Internet killed the dieting star: Why Weight Watchers is floundering.

August 7, 2013 by dietsmarter Leave a Comment

Weight Watchers, the world’s oldest and most recognized diet program, has had a bad run lately. After rebounding from the recession, its stock and earnings have been declining since 2011. This past week, it announced particularly bad results, and its CEO of four years departed to “pursue other opportunities.”

When a company gets nervous enough to ditch the guy on top, it’s time to take a look at what’s really going on. And Weight Watchers looks to be a similar story to any number of industries floundering in the internet age: There are a bunch of new ways to get free the stuff for which they used to charge.

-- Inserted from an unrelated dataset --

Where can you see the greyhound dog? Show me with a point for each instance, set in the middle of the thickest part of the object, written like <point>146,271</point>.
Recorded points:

Weight Watchers is actually an amazing survival story. In an industry that’s inherently faddish, it’s been around since 1963, expanding to dozens of countries around the world. It’s moved through several different weight loss methodologies as the science around obesity evolves; just this year it adopted a more environmentally-focused “360 Degrees” program for dealing with food choices at any given point in time. There’s some clinical evidence that joining up delivers results, at least if you stick with it. Just by virtue of being around for 50 years, Weight Watchers has extremely high brand recognition, and an IbisWorld study from last month pegged it at 43.2 percent share of a $2.4 billion U.S. market.

The company has also weathered challengers before. The late 1990s saw news stories about an American public that had just gotten tired of diets, and resigned itself to its flab. “What we’re finding is that Americans aren’t dieting and saying ‘it’s OK to be fat,’” one Weight Watchers franchisee told Crain’s Detroit Business in 1997. The low-carb craze took a chunk out of profits in the early 2000s, with millions flocking to meat rather than Weight Watchers’ balanced program. Finally, the company started recovering as awareness of the obesity epidemic ramped up, and diet pills lost their luster–Weight Watchers seemed like the most tried-and-true option.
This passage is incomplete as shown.